Рядовые Хворов и Мустафин заступили в караул, когда отряд устроился на длительный привал: следовало осмотреть и перевязать раненых бойцов, отдохнуть, перекусить из скудных запасов и решить, как действовать дальше. Связь с командованием пропала, но штаб округа эвакуировался в Пирятин. Значит, нужно было следовать в этом направлении.
Во время проверки постов выяснилось, что часовые, прихватив с собой несколько гранат и патроны, скрылись в лесу. Организовывать преследование было опасно: решили упрятать следы своего пребывания и незамедлительно двигаться дальше. Еще через два дня на сбежавших бойцов натолкнулась разведгруппа, вышедшая в дозор, – разбив небольшой бивак, дезертиры спали под открытом небом, отложив карабины в сторону.
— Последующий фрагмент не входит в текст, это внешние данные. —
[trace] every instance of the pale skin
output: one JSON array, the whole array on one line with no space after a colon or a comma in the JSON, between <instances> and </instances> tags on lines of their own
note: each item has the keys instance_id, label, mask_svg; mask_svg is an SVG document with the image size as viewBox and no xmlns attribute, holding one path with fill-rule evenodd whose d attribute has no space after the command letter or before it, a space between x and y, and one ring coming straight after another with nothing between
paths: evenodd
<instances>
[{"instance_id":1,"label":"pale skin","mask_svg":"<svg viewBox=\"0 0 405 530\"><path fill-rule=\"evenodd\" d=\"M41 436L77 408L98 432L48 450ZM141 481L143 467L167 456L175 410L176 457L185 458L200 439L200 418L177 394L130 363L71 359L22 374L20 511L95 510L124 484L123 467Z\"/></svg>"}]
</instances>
Их тотчас обезоружили, связали и привели в расположение отряда…
– Нет, все было не так… Я их не расстреливал, – глухо произнес Романцев.
– Ах, вот как? – удивился подполковник. – Вы хотите сказать, что политрук Заварухин слукавил?
– Правильнее сказать, у политрука Заварухина проблемы с памятью… Нам было жаль патронов… Я приказал их повесить. А потом, в том месте, где мы находились, шуметь было нельзя.
– А вам известен приказ товарища Сталина о командирах, злоупотребляющих своей властью? Вместо того чтобы заниматься воспитательной работой, использовать метод убеждения, они просто подменяют повседневную разъяснительную беседу откровенными репрессиями, – строгим тоном проговорил Кондратьев. – Вам известно, что в результате самодурства или просто из-за вседозволенности некоторые офицеры перешли через край! – Подняв напечатанные листы, он продолжал: – Вот здесь у меня лежит донесение, что командир полка застрелил сержанта только потому, что тот медленно слезал с машины. Видите ли, чести ему особой не оказал… А этот сержант был геройский парень! Раньше времени из госпиталя выписался после ранения в руку, чтобы в свою часть попасть! Рука у него не зажила как следует, поэтому он и не смог быстро сойти с кузова. Да вот, на свою беду, натолкнулся на такого офицера-самодура! Полковника, конечно, судил трибунал, наказали по всей строгости, но сержанта очень жаль… А вот другой случай, – вытащил Кондратьев из кипы бумаг еще одно донесение. – Полковой комиссар избил красноармейца только потому, что тот закурил в его присутствии. И таких записок с превышением полномочий у меня предостаточно! На каждый такой случай мы реагируем незамедлительно, и виновный получает по заслугам!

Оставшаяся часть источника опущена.